The show is comparable to Hedwig and the Angry Inch in that it's part rock concert, part biographical musical, but it offers none of Hedwig's depth -- nor does it aspire to. Betty Rules is an enjoyable account of the group's rocky, 17-year existence, from its formation in the suburbs of Fairfax, Virginia to its appearances on the touring circuit and at Lilith Fair-like festivals, and on to its near breakup as the three women try to sort out their frustrations with life in the shadows of rock stardom.
Even with nearly two decades worth of challenges behind them -- including pregnancy, abortion, parental sickness and death, romantic woes, and, of course, performing to the occasional jeering crowd -- the women of Betty still have an innocence that helps them to depict the group's formative years. Amy Ziff is the warm, funny, and high-strung den mother of the group, while her sister Elizabeth acts like an angst-filled teenager and Alyson Palmer keeps everyone in check with her sweet centeredness. Though these three women aren't especially gifted actresses (as evidenced by a few short monologues wherein they play other characters), they have an innate sense of theatricality that helps them command the stage, whether they're belting out tunes from their repertoire or recreating scenes from the band's past. (Anyone who doubts the theatricality of their performance style should listen to the version of Stephen Sondheim's "I Never Do Anything Twice" that they offered in the 1992 Sondheim tribute concert at Carnegie Hall.)

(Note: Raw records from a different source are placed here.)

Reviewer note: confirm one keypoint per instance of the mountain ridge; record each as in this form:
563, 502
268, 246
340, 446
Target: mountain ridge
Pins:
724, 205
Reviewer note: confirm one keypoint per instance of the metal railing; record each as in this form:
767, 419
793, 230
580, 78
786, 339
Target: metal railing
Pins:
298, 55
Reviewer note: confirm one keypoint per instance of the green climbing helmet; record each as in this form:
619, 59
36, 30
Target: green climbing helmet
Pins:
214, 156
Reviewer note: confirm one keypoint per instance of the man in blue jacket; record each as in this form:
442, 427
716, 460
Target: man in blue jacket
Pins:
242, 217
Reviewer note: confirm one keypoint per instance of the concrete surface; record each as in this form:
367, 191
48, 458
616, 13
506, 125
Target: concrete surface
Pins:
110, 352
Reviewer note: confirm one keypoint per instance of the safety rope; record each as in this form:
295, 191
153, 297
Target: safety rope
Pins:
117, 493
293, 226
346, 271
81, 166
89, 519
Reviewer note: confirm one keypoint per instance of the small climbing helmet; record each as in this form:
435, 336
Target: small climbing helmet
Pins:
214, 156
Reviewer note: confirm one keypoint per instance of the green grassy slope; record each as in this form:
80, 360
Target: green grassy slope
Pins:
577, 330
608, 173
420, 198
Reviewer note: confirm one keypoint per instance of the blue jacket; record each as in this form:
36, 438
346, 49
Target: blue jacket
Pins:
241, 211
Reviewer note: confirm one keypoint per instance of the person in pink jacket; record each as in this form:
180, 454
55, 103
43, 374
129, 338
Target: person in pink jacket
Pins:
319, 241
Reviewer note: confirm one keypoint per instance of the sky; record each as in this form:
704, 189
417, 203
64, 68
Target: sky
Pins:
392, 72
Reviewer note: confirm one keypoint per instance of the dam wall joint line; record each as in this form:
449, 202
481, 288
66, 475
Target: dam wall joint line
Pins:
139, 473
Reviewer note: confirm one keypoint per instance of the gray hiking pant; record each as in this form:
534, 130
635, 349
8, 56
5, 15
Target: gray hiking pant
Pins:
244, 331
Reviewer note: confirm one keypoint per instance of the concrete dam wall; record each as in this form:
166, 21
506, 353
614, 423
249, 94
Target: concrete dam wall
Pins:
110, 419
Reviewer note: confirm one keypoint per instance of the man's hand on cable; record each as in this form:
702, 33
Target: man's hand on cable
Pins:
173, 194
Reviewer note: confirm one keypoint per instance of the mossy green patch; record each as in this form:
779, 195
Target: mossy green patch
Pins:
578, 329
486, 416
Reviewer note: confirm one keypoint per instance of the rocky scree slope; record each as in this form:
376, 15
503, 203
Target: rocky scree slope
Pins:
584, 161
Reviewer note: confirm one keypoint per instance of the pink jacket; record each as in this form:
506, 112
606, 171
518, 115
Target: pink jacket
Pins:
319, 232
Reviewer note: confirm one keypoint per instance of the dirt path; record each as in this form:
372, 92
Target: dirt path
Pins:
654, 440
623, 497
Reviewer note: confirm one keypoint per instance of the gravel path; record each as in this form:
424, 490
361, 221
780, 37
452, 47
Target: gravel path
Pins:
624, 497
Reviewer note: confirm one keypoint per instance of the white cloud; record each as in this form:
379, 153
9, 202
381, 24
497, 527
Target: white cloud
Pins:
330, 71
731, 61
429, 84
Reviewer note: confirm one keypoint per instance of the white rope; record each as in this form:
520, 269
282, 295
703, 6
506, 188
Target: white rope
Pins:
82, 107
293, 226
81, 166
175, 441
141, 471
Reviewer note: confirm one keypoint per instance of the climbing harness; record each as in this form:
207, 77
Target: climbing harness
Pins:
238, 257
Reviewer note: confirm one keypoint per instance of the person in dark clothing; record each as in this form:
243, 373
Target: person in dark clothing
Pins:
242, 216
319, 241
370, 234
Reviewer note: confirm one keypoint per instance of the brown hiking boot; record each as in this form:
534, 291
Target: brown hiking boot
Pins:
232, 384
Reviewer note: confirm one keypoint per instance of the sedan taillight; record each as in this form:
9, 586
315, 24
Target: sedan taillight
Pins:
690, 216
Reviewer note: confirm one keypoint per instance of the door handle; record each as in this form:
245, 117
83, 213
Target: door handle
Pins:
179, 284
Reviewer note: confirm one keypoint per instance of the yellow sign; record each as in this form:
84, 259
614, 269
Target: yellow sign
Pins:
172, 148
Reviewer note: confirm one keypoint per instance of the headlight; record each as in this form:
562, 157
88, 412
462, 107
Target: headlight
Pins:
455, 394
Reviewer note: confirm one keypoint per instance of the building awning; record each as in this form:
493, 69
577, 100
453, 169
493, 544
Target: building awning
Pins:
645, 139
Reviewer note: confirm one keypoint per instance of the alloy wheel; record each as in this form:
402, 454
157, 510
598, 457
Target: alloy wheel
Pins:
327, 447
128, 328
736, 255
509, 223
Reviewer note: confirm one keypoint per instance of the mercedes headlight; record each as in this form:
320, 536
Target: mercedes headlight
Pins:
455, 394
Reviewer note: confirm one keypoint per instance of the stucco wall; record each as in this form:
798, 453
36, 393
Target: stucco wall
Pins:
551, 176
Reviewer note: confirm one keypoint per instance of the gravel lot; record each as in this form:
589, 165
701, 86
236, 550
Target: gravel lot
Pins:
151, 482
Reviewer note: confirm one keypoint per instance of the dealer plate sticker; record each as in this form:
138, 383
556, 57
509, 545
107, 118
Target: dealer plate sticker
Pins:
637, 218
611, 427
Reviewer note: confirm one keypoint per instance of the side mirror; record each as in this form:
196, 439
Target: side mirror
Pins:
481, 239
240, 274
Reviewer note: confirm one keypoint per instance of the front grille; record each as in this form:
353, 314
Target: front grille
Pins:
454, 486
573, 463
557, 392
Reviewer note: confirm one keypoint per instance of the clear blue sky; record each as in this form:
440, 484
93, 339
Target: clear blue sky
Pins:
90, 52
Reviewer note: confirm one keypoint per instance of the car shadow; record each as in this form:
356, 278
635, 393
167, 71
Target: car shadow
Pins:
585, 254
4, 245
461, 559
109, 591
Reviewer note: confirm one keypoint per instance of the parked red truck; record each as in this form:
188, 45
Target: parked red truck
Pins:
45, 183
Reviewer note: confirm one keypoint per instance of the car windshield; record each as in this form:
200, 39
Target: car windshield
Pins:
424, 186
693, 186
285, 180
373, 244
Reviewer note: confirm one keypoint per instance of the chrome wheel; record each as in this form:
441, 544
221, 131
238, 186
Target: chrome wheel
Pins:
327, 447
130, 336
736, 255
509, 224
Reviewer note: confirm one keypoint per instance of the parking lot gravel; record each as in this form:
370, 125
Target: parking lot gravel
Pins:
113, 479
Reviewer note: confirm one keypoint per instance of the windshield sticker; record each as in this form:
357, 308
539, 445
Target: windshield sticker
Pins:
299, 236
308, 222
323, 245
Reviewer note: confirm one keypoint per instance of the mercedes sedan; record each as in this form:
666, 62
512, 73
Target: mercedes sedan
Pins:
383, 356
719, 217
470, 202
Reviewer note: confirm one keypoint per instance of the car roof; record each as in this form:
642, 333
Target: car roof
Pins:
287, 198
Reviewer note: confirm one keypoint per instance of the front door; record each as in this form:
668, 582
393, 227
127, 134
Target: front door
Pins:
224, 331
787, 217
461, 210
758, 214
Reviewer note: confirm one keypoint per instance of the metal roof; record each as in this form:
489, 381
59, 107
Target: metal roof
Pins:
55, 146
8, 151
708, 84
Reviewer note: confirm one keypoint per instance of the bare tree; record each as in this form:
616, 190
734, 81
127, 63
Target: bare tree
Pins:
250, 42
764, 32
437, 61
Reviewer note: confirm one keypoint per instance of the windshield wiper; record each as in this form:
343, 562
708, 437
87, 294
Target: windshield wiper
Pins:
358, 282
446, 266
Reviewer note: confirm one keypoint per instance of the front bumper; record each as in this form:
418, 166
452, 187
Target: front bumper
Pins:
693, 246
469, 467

But, even at a neat hour-and-a-half, Betty Rules feels a little long. There are more than a few jokes that are on the weak side and, after the first hour, the show seems like it has been needlessly elongated. Though director Michael Greif moves things along speedily from vignette to vignette, there are problems with the show's structure, which jumps back and forth in time so often that it becomes somewhat difficult to track the unfolding fragments of the band's history.